The attacks, however, have focused not on those activities, but on a series of legal articles she wrote in the late 1970s and early 1980s in which she advocated changes in the way children are treated in courts and other legal forums.
It was a subject that Mrs. Clinton knew could be controversial. “The very questions being asked invite fear and confusion,” she wrote in one 1977 article. “They touch deeply held and often conflicting convictions about family autonomy and childhood needs.”
Indeed they have. In a 1973 article on “Children Under the Law,” for example, she sought to explain the history behind the legal principles that limit the rights of children. Those limits, she noted, are based on the idea of dependency: “that certain individuals are incapable or undeserving of the right to take care of themselves and consequently need social institutions specifically designed to safeguard their position.”
“Along with the family, past and present examples of such arrangements include marriage, slavery and the Indian reservation system,” she wrote. “The relative powerlessness of children makes them uniquely vulnerable to this rationale.”
That passage is the basis for the GOP charge that she compared marriage to slavery.
Under laws of many countries throughout history--including the United States until modern times--married women had few legal rights and were considered legally dependent upon their husbands. In the 19th Century, married women in some states were forbidden to own property in their own names or to file lawsuits.

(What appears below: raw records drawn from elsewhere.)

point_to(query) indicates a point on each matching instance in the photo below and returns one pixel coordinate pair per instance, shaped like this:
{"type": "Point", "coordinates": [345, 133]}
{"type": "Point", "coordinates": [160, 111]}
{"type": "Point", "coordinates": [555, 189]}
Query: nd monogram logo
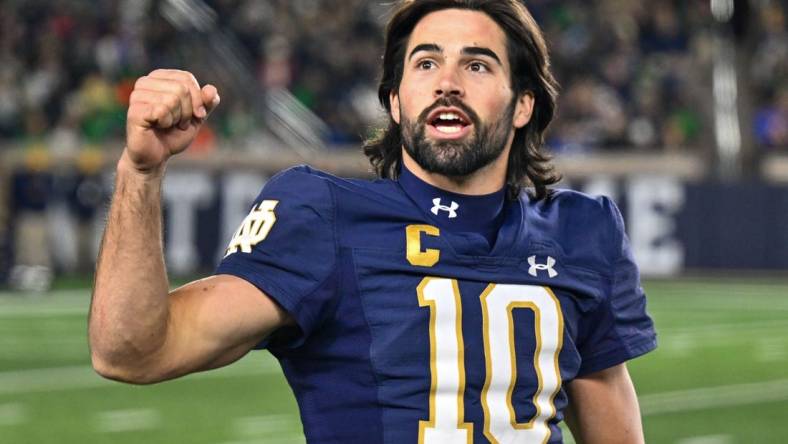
{"type": "Point", "coordinates": [452, 210]}
{"type": "Point", "coordinates": [536, 268]}
{"type": "Point", "coordinates": [254, 229]}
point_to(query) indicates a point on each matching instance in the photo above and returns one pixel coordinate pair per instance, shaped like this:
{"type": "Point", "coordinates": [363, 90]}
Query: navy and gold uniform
{"type": "Point", "coordinates": [419, 323]}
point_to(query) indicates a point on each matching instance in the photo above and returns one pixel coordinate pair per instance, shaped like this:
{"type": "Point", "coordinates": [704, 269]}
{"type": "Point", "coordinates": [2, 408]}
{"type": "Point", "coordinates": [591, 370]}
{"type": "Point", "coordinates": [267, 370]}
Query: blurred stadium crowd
{"type": "Point", "coordinates": [633, 74]}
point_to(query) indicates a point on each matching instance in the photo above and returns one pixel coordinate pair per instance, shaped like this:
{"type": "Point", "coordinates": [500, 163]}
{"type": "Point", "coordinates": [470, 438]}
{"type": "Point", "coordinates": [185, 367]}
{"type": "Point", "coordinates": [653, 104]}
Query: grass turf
{"type": "Point", "coordinates": [720, 376]}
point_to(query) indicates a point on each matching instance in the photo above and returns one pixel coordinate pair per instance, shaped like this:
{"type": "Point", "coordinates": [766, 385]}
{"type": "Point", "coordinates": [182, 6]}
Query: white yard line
{"type": "Point", "coordinates": [714, 397]}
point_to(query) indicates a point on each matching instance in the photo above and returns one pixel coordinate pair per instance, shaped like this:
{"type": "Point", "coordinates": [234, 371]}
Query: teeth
{"type": "Point", "coordinates": [448, 129]}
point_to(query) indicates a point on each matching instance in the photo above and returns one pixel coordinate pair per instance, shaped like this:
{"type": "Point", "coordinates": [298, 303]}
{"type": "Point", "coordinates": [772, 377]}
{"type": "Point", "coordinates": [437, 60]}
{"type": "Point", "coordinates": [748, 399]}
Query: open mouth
{"type": "Point", "coordinates": [448, 121]}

And it was not until the early 1970s that the Supreme Court struck down state laws requiring a married woman to live wherever her husband chose or risk being charged with abandonment.
Mrs. Clinton’s basic argument in 1973 was that courts should stop assuming that all children are legally incompetent until they suddenly become fully competent at the age of majority--the traditional legal view. Instead, she argued, courts and other government bodies should take a more case-by-case approach, assuming that children are competent to advance their own views unless evidence indicates the contrary.
“There are certain children at certain ages in certain circumstances who can and should exercise responsibilities. The task is to determine what those conditions are,” she wrote.
Although anyone would agree that a newborn lacks competency to advance its own views, “it is more difficult to prove a 12-year-old child totally incompetent,” she wrote. That passage provides the basis for Buchanan’s assertion that she would allow children to sue.
Mrs. Clinton’s view was on the advance edge of theories on children’s rights in the early 1970s. Since then, however, laws and court decisions have generally headed in the direction she suggested.
Courts, for example, increasingly consult children--at least older ones--about their preferences before deciding custody in divorces. And the Supreme Court has upheld the right of a teen-age girl to obtain an abortion without obtaining permission from her parents. And courts have upheld the right of teen-agers, in some cases, to go to court to obtain permission for actions that their parents would forbid--obtaining needed surgery that a parent might find objectionable on religious grounds, for example.
Conservative legal commentators have found many of those developments disturbing, arguing that government should have no right to interpose itself between parent and child.
Mrs. Clinton has argued that although such intervention should be rare, some circumstances warrant it.
“Even among persons in the children’s rights movement, there is concern that extending rights to children against their parents is too difficult to control, and in all but the most extreme cases such questions should be resolved by the courts,” she wrote in a 1982 essay. Intervention should be “limited to decisions that could have long-term and possibly irreparable effects if they were not resolved.”
In such cases, she wrote, “children should have a right to be permitted to decide their own future if they are competent.”